The legacy of Rachel Lambert “Bunny” Mellon continues to grow.
An American philanthropist best remembered as a significant garden designer and art collector, Mellon assembled an array of botanical artwork along with a library of more than 10,000 volumes on botanical subjects.
The collection, housed in the Oak Spring Garden Library that Mellon (1910-2014) founded on her estate in Upperville, Va., not only fueled her professional work but also served to reflect her personal interests in Oak Spring’s greenhouses and gardens.
And now, nearly 80 works from the collection — ranging from the 14th through 20th centuries with many never before exhibited publicly — will be spotlighted in “Redouté to Warhol: Bunny Mellon’s Botanical Art.”
The showcase, a virtual primer on botanical works of art, opens Oct. 8 at the New York Botanical Garden. It will continue through Feb. 12, 2017 in the Art Gallery of the LuEsther T. Mertz Library on the garden’s Bronx grounds.
It is co-curated by Lucia Tongiorgi Tomasi, an expert on herbals and botanical art and author of two publications documenting the Oak Spring Garden Library collection; Susan Fraser, vice president and director of the LuEsther T. Mertz Library at the NYBG; and Tony Willis, librarian of the Oak Spring Garden Library.

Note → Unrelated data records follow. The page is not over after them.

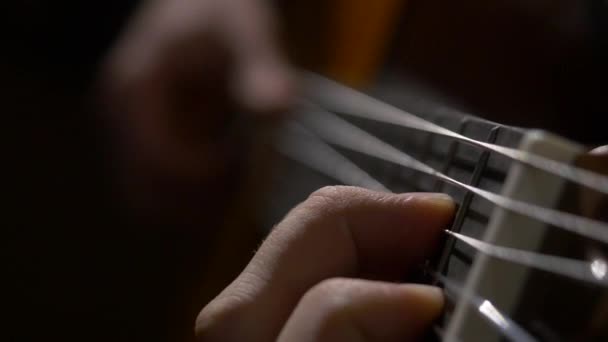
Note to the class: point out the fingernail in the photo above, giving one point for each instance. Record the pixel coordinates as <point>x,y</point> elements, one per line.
<point>438,199</point>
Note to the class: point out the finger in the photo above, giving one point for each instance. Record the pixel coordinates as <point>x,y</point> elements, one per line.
<point>361,310</point>
<point>338,231</point>
<point>263,81</point>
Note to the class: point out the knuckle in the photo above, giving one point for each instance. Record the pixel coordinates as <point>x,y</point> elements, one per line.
<point>328,295</point>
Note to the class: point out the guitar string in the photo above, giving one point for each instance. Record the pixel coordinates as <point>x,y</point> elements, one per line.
<point>509,328</point>
<point>321,157</point>
<point>339,132</point>
<point>594,272</point>
<point>348,101</point>
<point>499,321</point>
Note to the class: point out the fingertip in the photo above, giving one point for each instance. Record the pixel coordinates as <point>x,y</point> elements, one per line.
<point>439,200</point>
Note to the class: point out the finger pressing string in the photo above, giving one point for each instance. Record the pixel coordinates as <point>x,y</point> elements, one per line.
<point>593,272</point>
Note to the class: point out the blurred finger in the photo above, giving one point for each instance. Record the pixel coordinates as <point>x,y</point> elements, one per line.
<point>338,231</point>
<point>263,81</point>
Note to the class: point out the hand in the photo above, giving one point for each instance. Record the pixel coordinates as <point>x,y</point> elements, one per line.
<point>187,84</point>
<point>306,281</point>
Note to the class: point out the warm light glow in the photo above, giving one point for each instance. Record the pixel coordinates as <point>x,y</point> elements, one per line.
<point>599,268</point>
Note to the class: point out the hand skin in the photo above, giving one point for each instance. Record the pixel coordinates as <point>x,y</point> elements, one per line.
<point>191,87</point>
<point>306,282</point>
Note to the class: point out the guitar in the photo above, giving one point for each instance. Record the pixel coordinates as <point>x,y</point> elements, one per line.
<point>524,259</point>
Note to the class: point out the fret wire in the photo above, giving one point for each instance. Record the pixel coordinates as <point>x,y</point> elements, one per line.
<point>339,132</point>
<point>487,310</point>
<point>592,272</point>
<point>351,102</point>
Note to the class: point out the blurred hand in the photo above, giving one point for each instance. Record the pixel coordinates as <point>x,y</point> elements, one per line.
<point>306,281</point>
<point>182,81</point>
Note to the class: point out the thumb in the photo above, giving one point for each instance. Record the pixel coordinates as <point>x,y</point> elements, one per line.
<point>360,310</point>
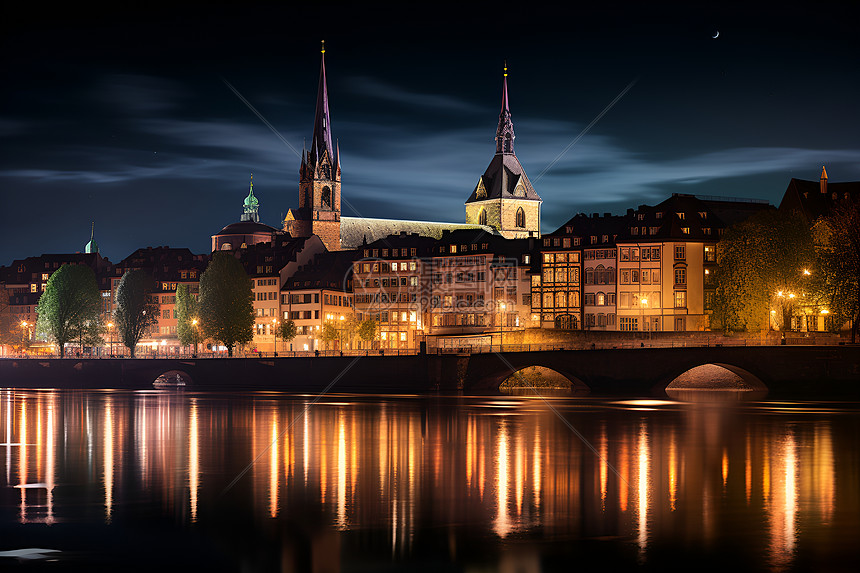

Showcasing Mellon was far from a random choice, says Fraser.
“Mrs. Mellon was on the New York Botanical Garden’s board in 1967. She was associated with the Garden for quite a while.”
And, she adds, the NYBG has an ongoing relationship with both the Oak Spring Garden Library and the Oak Spring Garden Foundation that maintains the library and promotes scholarship and public education in the fields of botany, horticulture and landscape design.
The curators, Fraser says, were all more than familiar with the library’s holdings through their work.
“She has an amazing collection. It rivals any private library in the world.”
And visitors to the NYBG should expect to be not only dazzled but also surprised.
After all, Mellon, whose notable efforts included designing the White House Rose Garden during the John F. Kennedy administration, both collected — and displayed her collection — in a distinctive fashion that the exhibition will strive to echo.
“We’re really trying to evoke Mrs. Mellon’s style,” Fraser says. “She had this sort of singular vision.”
And that vision, Fraser adds, extended to her library and her gardens.
“It’s unbelievable,” she says. “I was there four times now. It’s like a little piece of heaven on earth. I don’t even know how to say it. It’s just idyllic.”
There was, it seems, an adventurous and daring spirit at work.
“On the walls she had Dutch still lifes next to giant Mark Rothkos,” Fraser adds.
The curators, Fraser says, were invited to shape the NYBG show themselves and so drew inspiration from Mellon’s individual approach.
“We really had carte blanche.”
That meant discovering and choosing from often-rare masterpieces from noted botanical artists such as 16th-century master Jacques Le Moyne de Morgues and Pierre-Joseph Redouté (1759–1840) to more modern artists, including Pablo Picasso and Andy Warhol.
What will surprise people the most?
“I think probably the breadth of her collection,” Fraser says, with Mellon’s interests reflected in her gathering.
“She collected a lot of botanical works from the French courts,” she adds, and was also fascinated with the 17th-century craze for tulips — and tulip-themed art — in Holland.
This exhibit is very large in scale for the library, with rare illustrated manuscripts, works on paper, paintings and three-dimensional objects creating what Fraser described as a “dense” examination.
“We had a hard time taking things away,” Fraser says.
In fact, there was one instance in which that just wasn’t possible.
“She has 17 of the most remarkable works by Jan van Kessel. They’re phenomenal. They’re just phenomenal,” Fraser says.
These works by the Dutch artist (1626-79) will be displayed in a manner that pays homage to a cabinet of curiosities.
Fraser says that Mellon was part of a small group of devoted collectors, also mentioning women such as Mildred Barnes Bliss and Rachel Hunt, whose efforts secured them a place in botanical history.
“I think it’s sort of an era gone by, where people were able to collect and have libraries like that,” Fraser says.
And in recognizing the work of a collector such as Mellon, the exhibition seems to encourage contemporary eyes to look at botanical works in a new light — something Mellon was doing all along.
As Fraser says, “This sort of breaks boundaries in a sense.”